Spain announced plans Friday to make 27 billion euros worth of cuts in its 2012 budget, including a freeze on public workers' salaries. The austerity measures come a day after a general strike that saw violent clashes between protesters and police.
AFP - Spain will make budget cuts worth more than 27 billion euros ($36 billion) in 2012, including a freeze on public workers' salaries, to rein in its public deficit, the government said Friday.
Government ministries will have an average reduction in their budgets of "around 17 percent" this year, Deputy Prime Minister Soraya Saenz de Santamaria said after a weekly cabinet meeting that approved the 2012 budget.
"We are in an extreme situation. Our top priority is to clean up public accounts," she said.
"This is a moment that demands serious efforts to reduce spending but also structural reforms to cause the economy to grow and create jobs."
Spain is racing to reduce to reduce its public deficit to reassure markets that it will not follow Greece, Ireland and Portugal in requesting an international bailout.
The government unveiled its austerity budget for 2012 a day after a general strike against spending cuts and labour market reforms that make it easier to cut jobs, when violence flared at protests in some cities.
Hundreds of thousands of protesters swamped Spain's streets on Thursday to back the strike, marred by clashes in Barcelona where youths set fire to bins and a Starbucks coffee shop.
Unions said nearly a million people took part in Madrid alone to denounce labour reforms, spending cuts and soaring unemployment in a country mired in recession. The interior ministry put turnout in Madrid at just 85,000.
As the government unveiled its budget, finance ministers from the eurozone were meeting in Copenhagen to decide on the size of a financial firewall for the eurozone.
This firewall is intended to ensure adequate funds would be available to support weak eurozone countries suffering new debt strains, and thereby calm tension on financial markets.
Spain, having overshot its public deficit target last year, is once again a focus of concern among economists and investors.
Prime Minister Mariano Rajoy has said he is determined to keep his promises to eurozone partners to slash the deficit, even at a time of soaring unemployment and recession.
The Popular Party government must bring down the public deficit to the equivalent of 5.3 percent of economic output this year from 8.51 percent last year.
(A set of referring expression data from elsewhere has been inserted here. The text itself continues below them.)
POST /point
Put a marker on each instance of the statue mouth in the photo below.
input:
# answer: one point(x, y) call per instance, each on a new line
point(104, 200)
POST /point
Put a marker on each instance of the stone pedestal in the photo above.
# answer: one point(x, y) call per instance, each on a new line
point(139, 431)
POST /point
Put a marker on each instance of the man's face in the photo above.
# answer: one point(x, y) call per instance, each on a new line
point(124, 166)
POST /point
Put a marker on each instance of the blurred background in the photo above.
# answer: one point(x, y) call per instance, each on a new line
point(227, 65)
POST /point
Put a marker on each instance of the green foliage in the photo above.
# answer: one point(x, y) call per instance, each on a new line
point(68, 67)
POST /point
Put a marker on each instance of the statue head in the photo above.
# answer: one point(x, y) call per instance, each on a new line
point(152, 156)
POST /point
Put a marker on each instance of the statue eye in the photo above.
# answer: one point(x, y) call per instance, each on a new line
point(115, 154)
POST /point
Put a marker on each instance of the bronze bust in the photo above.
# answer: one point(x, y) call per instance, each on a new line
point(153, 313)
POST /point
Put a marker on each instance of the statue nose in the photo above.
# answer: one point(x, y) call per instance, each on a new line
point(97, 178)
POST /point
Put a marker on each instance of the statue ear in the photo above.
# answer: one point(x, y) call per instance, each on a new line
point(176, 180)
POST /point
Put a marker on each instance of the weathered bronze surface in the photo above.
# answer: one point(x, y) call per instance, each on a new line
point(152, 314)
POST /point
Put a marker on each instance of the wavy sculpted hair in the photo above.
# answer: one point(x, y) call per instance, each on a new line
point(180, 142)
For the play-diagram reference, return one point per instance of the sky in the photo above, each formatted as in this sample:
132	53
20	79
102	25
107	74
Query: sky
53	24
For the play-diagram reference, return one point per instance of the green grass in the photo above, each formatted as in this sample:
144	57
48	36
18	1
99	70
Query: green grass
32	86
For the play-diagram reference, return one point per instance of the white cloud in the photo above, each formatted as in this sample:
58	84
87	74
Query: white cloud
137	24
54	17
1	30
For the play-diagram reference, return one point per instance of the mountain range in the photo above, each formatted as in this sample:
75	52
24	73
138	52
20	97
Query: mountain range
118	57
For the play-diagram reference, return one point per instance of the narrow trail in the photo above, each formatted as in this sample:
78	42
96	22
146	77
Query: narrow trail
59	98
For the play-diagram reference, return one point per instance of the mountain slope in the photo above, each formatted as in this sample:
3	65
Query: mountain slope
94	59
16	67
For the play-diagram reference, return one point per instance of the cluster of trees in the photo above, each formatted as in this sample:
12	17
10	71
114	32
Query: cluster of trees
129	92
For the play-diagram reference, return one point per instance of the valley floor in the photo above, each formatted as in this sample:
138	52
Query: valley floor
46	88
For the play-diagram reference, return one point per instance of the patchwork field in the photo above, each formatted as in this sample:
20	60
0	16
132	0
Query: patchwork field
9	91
That would mean at least 20-30 billion of euros ($26-40 billion) in austerity measures, on top of 8.9 billion euros in spending cuts and 6.3 billion euros in tax increases already announced this year.
The task is complicated by the recession, with the government predicting a 1.7-percent slump in economic output this year.
Jose Carlos Diez, analyst at Intermoney brokerage, said other countries had shown that reducing the deficit in a recession is difficult because it cuts government receipts and raises expenses for unemployment benefits.
"Suddenly you are rowing against the current, with a capacity to row but in the end you tire out," he warned. "Spain needs more time but Brussels does not seem disposed to give it."
While the Spanish government plans to freeze public sector workers' salaries -- which were cut by the previous Socialist government -- it ruled out raising sales tax and said pensions would still be raised.
"We have decided to continue to raise pensions, freeze the salaries of civil servants but not cut them and maintain unemployment benefits and spending on internships," said Saenz de Santamaria.
Financial group Citi's chief economist Willem Buiter said Spain would likely need emergency help from international lenders this year to shore up its banks and public finances.
"Spain looks likely to enter some form of a troika programme this year" to ensure access to favourable credit, he wrote in a report, referring to the European Union, European Central Bank and International Monetary Fund.
He forecast a 2.7-percent contraction this year in the Spanish economy and warned that debt may be higher than previously thought.